05-27-2022 07:01 AM
Hi Team,
I have found one of the transformational rules applied on “date field” not getting exported to the final output file (i.e. excel file) when the pipeline has been executed.
Output preview on the snap does show the right data (i.e. expected one), pipeline validation also shows the right data however the file which gets generated after pipeline execution doesn’t get those details.
I have tried the following:
shift+validate
It’s a simple pipeline consisting of
Snowflake Execute --> Mapper --> Excel Formatter --> File Writer
Sharing some screenshots to help it understand better:
(1) Pipeline with 4 snaps
(2) Snowflake execute output preview in JSON format (highlighted yellow fields needs transformation)
(3) Transformation Rules on Date fields
(4) Transformation Rule: $Expire_Date.toString().replace('{Timestamp=',"").replace('.000+0000}',"Z")
(5) Output preview after transformational rule
(6) Mapper output preview shows different data
→ I’ve observed certain times that the transformation rules won’t work so I go inside the mapper, modify the rule a bit, bring it back to default rule so that I can save it (save is not enabled if there is no change thus this workaround)
(7) As shift+validate
didn’t work, had to change the transformation rule, save it and then this is the output preview on mapper snap:
(8) Settings under excel formatter snap for reference:
(9) Settings under File Writer snap for reference:
(10) File generated with default 50 records due to validate & execute
on File writer snap
(11) Downloaded the file that gets generated in step 10 and below is the output (expected)
(12) Executed Pipeline
(13) Output File of Executed pipeline
I’ve seen this happening numerous times particularly to fields containing timestamp in other pipelines too, am I doing something wrong over here? Any settings that needs to be changed either in Mapper, Excel Formatter or File Writer snap?
Thanking in advance for your valuable time and suggestions on this one.
Best Regards,
DT
Solved! Go to Solution.
05-30-2022 11:42 AM
The Snowflake snaps have a setting called Handle Timestamp and Date Time Data
. Unfortunately, its default setting, Default Date Time format in UTC Time Zone
, has less-than-ideal behavior. The object type of the timestamp objects is java.sql.Timestamp, which will result in the odd inconsistencies you’re seeing between validation vs execution, and it’s also not a very usable type on the SnapLogic expression language.
I suggest changing this setting to the other option, SnapLogic Date Time format in Regional Time Zone
. This will convert the timestamps to the type org.joda.time.DateTime, the type that the SnapLogic EL functions are designed to deal with.
This option will also produce a DateTime with the default time zone of the plex node, which can complicate things if the node’s default timezone isn’t UTC. But based on what you’ve shown, your node’s default timezone is UTC, so this shouldn’t be a problem for you, fortunately.
After changing that setting, try using an expression like $Expire_Date.toLocaleDateTimeString({format: "yyyy-MM-dd'T'HH:mm:ss'Z'"})
.
Hope that helps.
05-31-2022 09:25 AM
Did adding the $ at the beginning of your expression help?
Allow me to explain a bit more about validation vs execution.
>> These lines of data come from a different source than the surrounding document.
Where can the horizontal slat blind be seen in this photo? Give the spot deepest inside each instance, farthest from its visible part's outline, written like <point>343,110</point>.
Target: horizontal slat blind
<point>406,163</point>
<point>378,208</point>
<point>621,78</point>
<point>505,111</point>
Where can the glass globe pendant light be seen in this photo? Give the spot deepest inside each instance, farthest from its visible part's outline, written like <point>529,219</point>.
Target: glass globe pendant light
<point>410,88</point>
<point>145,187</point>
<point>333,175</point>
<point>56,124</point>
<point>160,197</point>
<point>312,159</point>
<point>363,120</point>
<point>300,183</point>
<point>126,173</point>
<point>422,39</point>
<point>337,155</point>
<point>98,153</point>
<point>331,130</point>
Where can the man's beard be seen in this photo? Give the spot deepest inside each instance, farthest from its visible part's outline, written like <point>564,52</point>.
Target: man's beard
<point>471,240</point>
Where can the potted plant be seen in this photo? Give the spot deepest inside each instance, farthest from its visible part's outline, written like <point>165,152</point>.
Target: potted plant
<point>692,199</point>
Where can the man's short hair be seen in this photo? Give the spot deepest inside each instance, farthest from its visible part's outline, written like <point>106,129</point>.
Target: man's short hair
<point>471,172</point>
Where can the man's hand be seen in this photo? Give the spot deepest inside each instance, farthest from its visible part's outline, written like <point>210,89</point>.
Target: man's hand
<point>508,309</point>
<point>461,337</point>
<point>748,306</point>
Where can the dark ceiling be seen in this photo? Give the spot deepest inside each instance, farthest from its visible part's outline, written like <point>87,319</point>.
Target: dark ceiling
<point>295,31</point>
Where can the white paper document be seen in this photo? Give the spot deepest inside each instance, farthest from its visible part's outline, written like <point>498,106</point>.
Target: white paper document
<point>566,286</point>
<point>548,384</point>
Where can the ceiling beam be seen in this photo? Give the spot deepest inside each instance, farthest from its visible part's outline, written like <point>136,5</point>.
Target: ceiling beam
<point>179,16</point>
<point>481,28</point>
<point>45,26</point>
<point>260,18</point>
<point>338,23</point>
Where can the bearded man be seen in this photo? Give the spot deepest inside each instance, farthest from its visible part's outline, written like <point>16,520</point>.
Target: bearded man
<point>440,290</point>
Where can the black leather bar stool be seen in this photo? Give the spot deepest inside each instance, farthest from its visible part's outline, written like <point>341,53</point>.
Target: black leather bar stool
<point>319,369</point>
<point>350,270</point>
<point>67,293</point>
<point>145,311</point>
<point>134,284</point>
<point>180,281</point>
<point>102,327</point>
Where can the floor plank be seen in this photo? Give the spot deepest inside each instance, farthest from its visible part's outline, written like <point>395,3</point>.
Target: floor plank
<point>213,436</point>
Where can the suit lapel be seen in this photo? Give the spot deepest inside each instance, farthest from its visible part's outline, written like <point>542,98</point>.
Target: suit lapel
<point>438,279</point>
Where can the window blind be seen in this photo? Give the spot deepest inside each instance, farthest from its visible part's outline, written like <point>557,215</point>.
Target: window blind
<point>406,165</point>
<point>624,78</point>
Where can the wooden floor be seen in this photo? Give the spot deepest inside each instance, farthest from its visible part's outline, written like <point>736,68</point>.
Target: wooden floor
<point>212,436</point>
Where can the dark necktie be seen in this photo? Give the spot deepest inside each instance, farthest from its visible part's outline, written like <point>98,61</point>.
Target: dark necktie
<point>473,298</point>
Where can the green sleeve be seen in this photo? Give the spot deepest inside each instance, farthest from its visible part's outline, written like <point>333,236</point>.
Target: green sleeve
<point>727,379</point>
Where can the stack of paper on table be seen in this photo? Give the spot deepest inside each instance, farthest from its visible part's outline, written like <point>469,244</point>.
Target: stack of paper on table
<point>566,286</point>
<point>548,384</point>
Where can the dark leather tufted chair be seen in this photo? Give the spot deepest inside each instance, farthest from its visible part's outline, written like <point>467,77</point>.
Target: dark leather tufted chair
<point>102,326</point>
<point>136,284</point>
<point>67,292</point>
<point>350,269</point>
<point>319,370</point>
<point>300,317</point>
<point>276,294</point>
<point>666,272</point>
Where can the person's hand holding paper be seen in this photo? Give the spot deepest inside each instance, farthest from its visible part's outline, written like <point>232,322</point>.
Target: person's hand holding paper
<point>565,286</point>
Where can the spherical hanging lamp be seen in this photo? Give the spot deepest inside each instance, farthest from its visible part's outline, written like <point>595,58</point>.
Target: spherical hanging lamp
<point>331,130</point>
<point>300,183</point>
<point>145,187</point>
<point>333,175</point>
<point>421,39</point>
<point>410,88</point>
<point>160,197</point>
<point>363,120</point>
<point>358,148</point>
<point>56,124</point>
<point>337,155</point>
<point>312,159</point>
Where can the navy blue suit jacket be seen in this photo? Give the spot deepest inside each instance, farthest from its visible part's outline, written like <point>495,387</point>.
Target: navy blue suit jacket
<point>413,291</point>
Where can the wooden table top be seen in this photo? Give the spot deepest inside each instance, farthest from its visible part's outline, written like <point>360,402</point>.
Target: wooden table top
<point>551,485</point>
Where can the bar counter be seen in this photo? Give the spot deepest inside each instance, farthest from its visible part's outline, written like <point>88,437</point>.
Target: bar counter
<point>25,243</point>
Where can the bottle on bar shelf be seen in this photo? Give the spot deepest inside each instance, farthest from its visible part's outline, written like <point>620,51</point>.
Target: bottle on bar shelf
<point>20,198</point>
This will be generally useful in your use of SnapLogic.
When you validate a pipeline, the SnapLogic platform will cache the preview output of each snap. On the next “regular” validation, it considers which snaps have been modified since the last validation, and will reuse the cached output of all snaps up until the first snap that was modified. It does this as an optimization to avoid re-executing potentially costly or time-consuming operations like Snowflake Execute. So when you’re modifying the Mapper and a new validation occurs, it’s operating on the cached preview data from the Snowflake Execute.
Usually, that invisible use of cached data during validation is a good thing. It makes designing pipelines faster by re-running only the modified snaps and the snaps downstream from those. Usually the results are consistent whether you’re validating with cached data or executing.
However, as you’ve witnessed, there can be subtle issues that arise from the use of cached data. This is because the caching mechanism is based on serializing the preview data to JSON format and then deserializing it when the cached data is used. JSON only has a few basic data types, which don’t include types like dates and timestamps. So if an output document uses objects of types that don’t correspond to native JSON types, SnapLogic will represent those objects using a custom JSON representation. For well-supported types like Joda DateTime, it will use a representation like this where the type key begins with “snaptype”:
{"_snaptype_datetime": "2022-03-14T15:24:24.974 -06:00"}
When the platform deserializes the JSON representation of the output document and encounters that object, it’s able to correctly restore a Joda DateTime object identical to the one that was serialized, so the downstream snaps will behave consistently regardless of whether cached data is used.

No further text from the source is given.